Kudos to the EMC team for damn good execution!

NFS-phobic in Malaysia

I taught the EMC Cloud Infrastructure and Services (CIS) class last week and naturally, a few students came from the VMware space. I asked how they were implementing their storage and everyone said Fibre Channel.

I have spoken to a lot of people about this as well in the past, whether they are using SAN or NAS storage for VMware environments. And almost 99% would say SAN, either FC-SAN or iSCSI-based SAN. Why???

When I ask these people about deploying NFS, the usual reply would be related to performance.

NFS version 3 won the file sharing protocol race during its early days where Unix variants were prevalent, but no thanks to the Balkanization of Unices in the 90s. Furthermore, NFS lost quite a bit of ground between NFSv3 in 1995 and the coming out party of NFSv4.1 just 2 years ago. The in-between years were barren and NFS become quite a bit of a joke with “Need For Speed” or “No F*king Security“. That also could be a contributing factor to the NFS-phobia we see here in Malaysia.

I have experiences with both SAN and NAS and understood the respective protocols of Fibre Channel, iSCSI, NFS and CIFS, and I felt that NFS has been given unfair treatment by people in this country. For the uninformed, NFS is the only NAS protocol supported by VMware. CIFS, the Windows file sharing protocol, is not supported, probably for performance and latency reasons. However, if you catch up with high performance computing (HPC), clustering, or MPP (Massively Parallel Processing) resources, almost always you will read about NFS being involved in delivering very high performance I/O. So, why isn’t NFS proposed with confidence in VMware environments?
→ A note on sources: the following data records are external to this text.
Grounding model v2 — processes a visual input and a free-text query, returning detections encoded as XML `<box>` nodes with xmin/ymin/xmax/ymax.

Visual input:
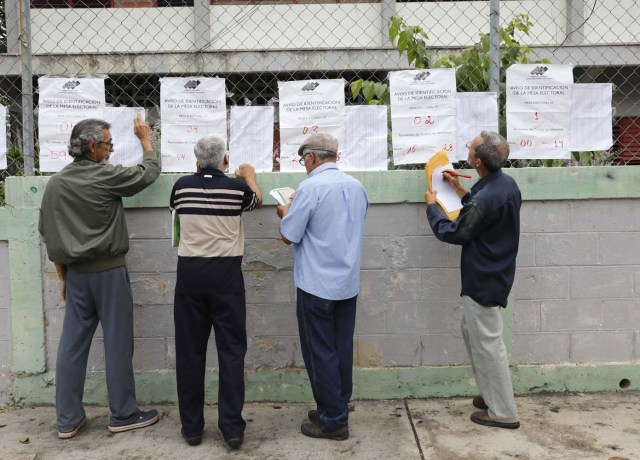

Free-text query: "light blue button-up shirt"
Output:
<box><xmin>280</xmin><ymin>163</ymin><xmax>369</xmax><ymax>300</ymax></box>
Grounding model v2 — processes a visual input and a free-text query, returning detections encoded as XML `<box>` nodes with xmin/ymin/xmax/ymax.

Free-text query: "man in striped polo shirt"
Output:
<box><xmin>170</xmin><ymin>136</ymin><xmax>262</xmax><ymax>449</ymax></box>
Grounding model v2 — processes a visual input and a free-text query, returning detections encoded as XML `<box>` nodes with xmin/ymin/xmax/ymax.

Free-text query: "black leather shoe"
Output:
<box><xmin>300</xmin><ymin>422</ymin><xmax>349</xmax><ymax>441</ymax></box>
<box><xmin>180</xmin><ymin>429</ymin><xmax>202</xmax><ymax>446</ymax></box>
<box><xmin>307</xmin><ymin>409</ymin><xmax>320</xmax><ymax>425</ymax></box>
<box><xmin>471</xmin><ymin>410</ymin><xmax>520</xmax><ymax>430</ymax></box>
<box><xmin>473</xmin><ymin>396</ymin><xmax>489</xmax><ymax>410</ymax></box>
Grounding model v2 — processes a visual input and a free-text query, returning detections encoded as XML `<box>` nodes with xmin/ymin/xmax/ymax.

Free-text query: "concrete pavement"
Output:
<box><xmin>0</xmin><ymin>391</ymin><xmax>640</xmax><ymax>460</ymax></box>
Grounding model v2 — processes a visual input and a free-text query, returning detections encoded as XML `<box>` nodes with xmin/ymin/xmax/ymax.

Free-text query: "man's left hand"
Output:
<box><xmin>276</xmin><ymin>202</ymin><xmax>291</xmax><ymax>219</ymax></box>
<box><xmin>235</xmin><ymin>163</ymin><xmax>256</xmax><ymax>181</ymax></box>
<box><xmin>424</xmin><ymin>191</ymin><xmax>438</xmax><ymax>206</ymax></box>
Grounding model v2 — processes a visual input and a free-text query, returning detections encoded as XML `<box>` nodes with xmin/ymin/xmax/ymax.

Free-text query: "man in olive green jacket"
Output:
<box><xmin>38</xmin><ymin>118</ymin><xmax>160</xmax><ymax>439</ymax></box>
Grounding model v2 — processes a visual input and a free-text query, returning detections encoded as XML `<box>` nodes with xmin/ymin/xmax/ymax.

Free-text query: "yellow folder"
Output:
<box><xmin>424</xmin><ymin>150</ymin><xmax>460</xmax><ymax>220</ymax></box>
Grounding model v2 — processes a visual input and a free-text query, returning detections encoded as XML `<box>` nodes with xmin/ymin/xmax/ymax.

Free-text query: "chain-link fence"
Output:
<box><xmin>0</xmin><ymin>0</ymin><xmax>640</xmax><ymax>201</ymax></box>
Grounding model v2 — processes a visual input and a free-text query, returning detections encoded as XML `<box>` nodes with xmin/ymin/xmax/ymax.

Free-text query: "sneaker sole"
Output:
<box><xmin>109</xmin><ymin>414</ymin><xmax>160</xmax><ymax>433</ymax></box>
<box><xmin>58</xmin><ymin>417</ymin><xmax>87</xmax><ymax>439</ymax></box>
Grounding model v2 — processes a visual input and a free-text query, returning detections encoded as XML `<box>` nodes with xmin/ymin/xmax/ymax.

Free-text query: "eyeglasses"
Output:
<box><xmin>96</xmin><ymin>141</ymin><xmax>113</xmax><ymax>150</ymax></box>
<box><xmin>298</xmin><ymin>152</ymin><xmax>313</xmax><ymax>166</ymax></box>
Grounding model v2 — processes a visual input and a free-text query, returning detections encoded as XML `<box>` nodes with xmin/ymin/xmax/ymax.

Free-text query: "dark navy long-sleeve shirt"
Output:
<box><xmin>427</xmin><ymin>170</ymin><xmax>522</xmax><ymax>307</ymax></box>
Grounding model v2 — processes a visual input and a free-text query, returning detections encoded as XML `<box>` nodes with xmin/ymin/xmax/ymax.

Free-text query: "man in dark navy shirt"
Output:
<box><xmin>425</xmin><ymin>131</ymin><xmax>522</xmax><ymax>428</ymax></box>
<box><xmin>170</xmin><ymin>135</ymin><xmax>262</xmax><ymax>449</ymax></box>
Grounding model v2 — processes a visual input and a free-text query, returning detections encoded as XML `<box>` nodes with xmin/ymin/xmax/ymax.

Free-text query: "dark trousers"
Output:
<box><xmin>297</xmin><ymin>289</ymin><xmax>358</xmax><ymax>432</ymax></box>
<box><xmin>56</xmin><ymin>267</ymin><xmax>139</xmax><ymax>429</ymax></box>
<box><xmin>173</xmin><ymin>292</ymin><xmax>247</xmax><ymax>440</ymax></box>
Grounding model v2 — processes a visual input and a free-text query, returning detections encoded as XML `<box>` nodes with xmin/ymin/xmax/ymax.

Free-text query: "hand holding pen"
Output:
<box><xmin>442</xmin><ymin>169</ymin><xmax>471</xmax><ymax>198</ymax></box>
<box><xmin>442</xmin><ymin>169</ymin><xmax>472</xmax><ymax>179</ymax></box>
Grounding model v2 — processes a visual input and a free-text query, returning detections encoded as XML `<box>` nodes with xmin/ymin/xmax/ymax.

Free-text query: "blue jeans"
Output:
<box><xmin>297</xmin><ymin>289</ymin><xmax>358</xmax><ymax>432</ymax></box>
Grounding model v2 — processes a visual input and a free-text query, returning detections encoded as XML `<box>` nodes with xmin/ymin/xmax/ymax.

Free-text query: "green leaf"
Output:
<box><xmin>349</xmin><ymin>79</ymin><xmax>364</xmax><ymax>99</ymax></box>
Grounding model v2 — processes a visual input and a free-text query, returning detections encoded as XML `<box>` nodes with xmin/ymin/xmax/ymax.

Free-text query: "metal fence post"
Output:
<box><xmin>489</xmin><ymin>0</ymin><xmax>500</xmax><ymax>93</ymax></box>
<box><xmin>20</xmin><ymin>0</ymin><xmax>35</xmax><ymax>176</ymax></box>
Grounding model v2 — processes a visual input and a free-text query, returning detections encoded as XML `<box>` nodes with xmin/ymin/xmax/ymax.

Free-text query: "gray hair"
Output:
<box><xmin>302</xmin><ymin>147</ymin><xmax>338</xmax><ymax>161</ymax></box>
<box><xmin>67</xmin><ymin>118</ymin><xmax>111</xmax><ymax>158</ymax></box>
<box><xmin>193</xmin><ymin>134</ymin><xmax>227</xmax><ymax>168</ymax></box>
<box><xmin>475</xmin><ymin>131</ymin><xmax>509</xmax><ymax>172</ymax></box>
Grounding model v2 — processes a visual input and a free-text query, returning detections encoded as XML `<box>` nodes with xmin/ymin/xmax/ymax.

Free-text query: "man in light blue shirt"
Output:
<box><xmin>277</xmin><ymin>133</ymin><xmax>369</xmax><ymax>440</ymax></box>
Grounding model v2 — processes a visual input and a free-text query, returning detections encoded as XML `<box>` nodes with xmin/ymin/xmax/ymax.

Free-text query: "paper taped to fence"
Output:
<box><xmin>160</xmin><ymin>77</ymin><xmax>227</xmax><ymax>172</ymax></box>
<box><xmin>389</xmin><ymin>69</ymin><xmax>456</xmax><ymax>165</ymax></box>
<box><xmin>38</xmin><ymin>77</ymin><xmax>106</xmax><ymax>172</ymax></box>
<box><xmin>569</xmin><ymin>83</ymin><xmax>613</xmax><ymax>152</ymax></box>
<box><xmin>507</xmin><ymin>64</ymin><xmax>573</xmax><ymax>159</ymax></box>
<box><xmin>278</xmin><ymin>78</ymin><xmax>345</xmax><ymax>171</ymax></box>
<box><xmin>229</xmin><ymin>106</ymin><xmax>274</xmax><ymax>172</ymax></box>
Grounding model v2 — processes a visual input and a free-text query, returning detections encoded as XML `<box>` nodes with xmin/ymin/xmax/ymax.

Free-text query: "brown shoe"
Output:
<box><xmin>473</xmin><ymin>396</ymin><xmax>489</xmax><ymax>410</ymax></box>
<box><xmin>471</xmin><ymin>410</ymin><xmax>520</xmax><ymax>430</ymax></box>
<box><xmin>307</xmin><ymin>409</ymin><xmax>320</xmax><ymax>425</ymax></box>
<box><xmin>300</xmin><ymin>422</ymin><xmax>349</xmax><ymax>441</ymax></box>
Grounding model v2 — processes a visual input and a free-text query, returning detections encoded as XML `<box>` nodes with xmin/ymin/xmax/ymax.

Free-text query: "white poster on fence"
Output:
<box><xmin>389</xmin><ymin>69</ymin><xmax>456</xmax><ymax>165</ymax></box>
<box><xmin>160</xmin><ymin>77</ymin><xmax>227</xmax><ymax>172</ymax></box>
<box><xmin>507</xmin><ymin>64</ymin><xmax>573</xmax><ymax>159</ymax></box>
<box><xmin>0</xmin><ymin>104</ymin><xmax>7</xmax><ymax>169</ymax></box>
<box><xmin>340</xmin><ymin>105</ymin><xmax>388</xmax><ymax>171</ymax></box>
<box><xmin>456</xmin><ymin>93</ymin><xmax>499</xmax><ymax>162</ymax></box>
<box><xmin>569</xmin><ymin>83</ymin><xmax>613</xmax><ymax>152</ymax></box>
<box><xmin>278</xmin><ymin>78</ymin><xmax>344</xmax><ymax>171</ymax></box>
<box><xmin>38</xmin><ymin>77</ymin><xmax>106</xmax><ymax>172</ymax></box>
<box><xmin>229</xmin><ymin>106</ymin><xmax>274</xmax><ymax>172</ymax></box>
<box><xmin>102</xmin><ymin>107</ymin><xmax>145</xmax><ymax>166</ymax></box>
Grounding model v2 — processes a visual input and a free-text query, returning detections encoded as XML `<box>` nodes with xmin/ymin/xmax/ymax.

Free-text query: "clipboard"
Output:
<box><xmin>424</xmin><ymin>150</ymin><xmax>462</xmax><ymax>220</ymax></box>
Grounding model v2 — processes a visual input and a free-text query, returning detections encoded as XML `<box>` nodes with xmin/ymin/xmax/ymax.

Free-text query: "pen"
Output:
<box><xmin>442</xmin><ymin>169</ymin><xmax>472</xmax><ymax>179</ymax></box>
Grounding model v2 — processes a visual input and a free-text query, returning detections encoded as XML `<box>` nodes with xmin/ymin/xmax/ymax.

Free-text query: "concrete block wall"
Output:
<box><xmin>0</xmin><ymin>241</ymin><xmax>13</xmax><ymax>404</ymax></box>
<box><xmin>513</xmin><ymin>199</ymin><xmax>640</xmax><ymax>364</ymax></box>
<box><xmin>44</xmin><ymin>200</ymin><xmax>640</xmax><ymax>371</ymax></box>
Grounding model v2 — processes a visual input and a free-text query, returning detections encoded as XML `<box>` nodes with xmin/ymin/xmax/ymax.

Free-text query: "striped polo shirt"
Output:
<box><xmin>170</xmin><ymin>168</ymin><xmax>258</xmax><ymax>293</ymax></box>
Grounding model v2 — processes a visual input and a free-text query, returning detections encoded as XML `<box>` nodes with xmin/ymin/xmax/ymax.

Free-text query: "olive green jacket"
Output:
<box><xmin>38</xmin><ymin>152</ymin><xmax>160</xmax><ymax>272</ymax></box>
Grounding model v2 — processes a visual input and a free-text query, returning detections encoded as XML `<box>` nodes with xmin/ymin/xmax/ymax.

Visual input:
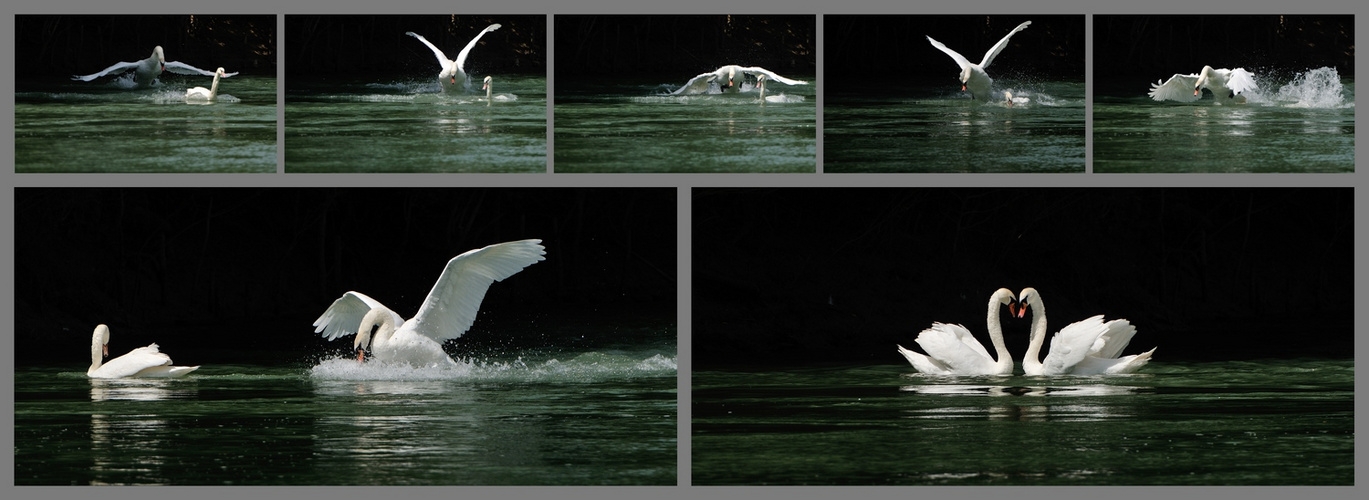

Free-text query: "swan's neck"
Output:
<box><xmin>1023</xmin><ymin>293</ymin><xmax>1046</xmax><ymax>375</ymax></box>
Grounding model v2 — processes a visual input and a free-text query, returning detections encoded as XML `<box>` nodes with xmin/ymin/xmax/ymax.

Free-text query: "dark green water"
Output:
<box><xmin>823</xmin><ymin>79</ymin><xmax>1086</xmax><ymax>173</ymax></box>
<box><xmin>14</xmin><ymin>75</ymin><xmax>277</xmax><ymax>173</ymax></box>
<box><xmin>1094</xmin><ymin>68</ymin><xmax>1355</xmax><ymax>173</ymax></box>
<box><xmin>285</xmin><ymin>75</ymin><xmax>546</xmax><ymax>173</ymax></box>
<box><xmin>691</xmin><ymin>359</ymin><xmax>1354</xmax><ymax>485</ymax></box>
<box><xmin>553</xmin><ymin>75</ymin><xmax>817</xmax><ymax>173</ymax></box>
<box><xmin>14</xmin><ymin>342</ymin><xmax>678</xmax><ymax>485</ymax></box>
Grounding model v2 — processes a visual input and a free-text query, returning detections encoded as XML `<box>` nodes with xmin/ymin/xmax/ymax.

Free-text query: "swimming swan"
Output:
<box><xmin>314</xmin><ymin>240</ymin><xmax>546</xmax><ymax>366</ymax></box>
<box><xmin>671</xmin><ymin>64</ymin><xmax>808</xmax><ymax>96</ymax></box>
<box><xmin>1016</xmin><ymin>288</ymin><xmax>1155</xmax><ymax>375</ymax></box>
<box><xmin>927</xmin><ymin>21</ymin><xmax>1031</xmax><ymax>100</ymax></box>
<box><xmin>404</xmin><ymin>25</ymin><xmax>500</xmax><ymax>93</ymax></box>
<box><xmin>1147</xmin><ymin>66</ymin><xmax>1257</xmax><ymax>103</ymax></box>
<box><xmin>86</xmin><ymin>325</ymin><xmax>199</xmax><ymax>378</ymax></box>
<box><xmin>71</xmin><ymin>45</ymin><xmax>237</xmax><ymax>88</ymax></box>
<box><xmin>185</xmin><ymin>67</ymin><xmax>223</xmax><ymax>101</ymax></box>
<box><xmin>898</xmin><ymin>288</ymin><xmax>1016</xmax><ymax>375</ymax></box>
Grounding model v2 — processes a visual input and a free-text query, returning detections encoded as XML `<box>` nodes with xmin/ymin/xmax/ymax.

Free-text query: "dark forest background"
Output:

I have blogged about this before. And I want to use my blog today to reassert what I believe in and hope that more consideration can be given to NFS when it comes to performance, even for virtualized environments.

NFS performance is competitive when compared to Fibre Channel and in a lot of cases, better than iSCSI. It is just that the perception of poor performance in NFS is stuck in people’s mind and it is hard to change that. However, there are multiple credible sources that stated that NFS is comparable to Fibre Channel. Let me share with you one of the source that compared NFS with other transport protocols:

From the 2 graphs of IOPS and Latency, NFS fares well against other more popular transport protocols in VMware environments. Those NFS performance numbers, are probably not RDMA driven as well. Otherwise RDMA could very well boost the NFS numbers into even higher ground.

What is this RDMA (Remote Direct Memory Access)? RDMA is already making its presence felt quietly, and being used with transports like Infiniband and 10 Gigabit Ethernet. In fact, Oracle Solaris version 11 will use RDMA as the default transmission protocol whenever there is a presence of RDMA-enable NICs in the system. The diagram below shows where RDMA fits in in the network stack.

RDMA eliminates the need for the OS to participate in the delivery of data, and directly depositing the data from the initiator’s memory to the target’s memory. This eliminates traditional networking overheads such as buffers copying and setting up network data structures for the delivery. A little comparison of RDMA with traditional networking is shown below:

I was trying to find out how prevalent NFS was in supporting the fastest supercomputers in the world from the Top500 Supercomputing sites. I did not find details of NFS being used, but what I found was the Top500 supercomputers do not employ Fibre Channel SAN at all!  Most have either proprietary interconnects with some on Infiniband and 10 Gigabit Ethernet. I would presume that NFS would figure in most of them, and I am confident that NFS can be a protocol of choice for high performance environments, and even VMware environments.

The future looks bright for NFSv4. We are beginning to see the word of “parallel NFS (pNFS)” being thrown into conversations around here, and the awareness is there. NFS version 4.2 is just around the corner as well, promising greater enhancement to the protocol.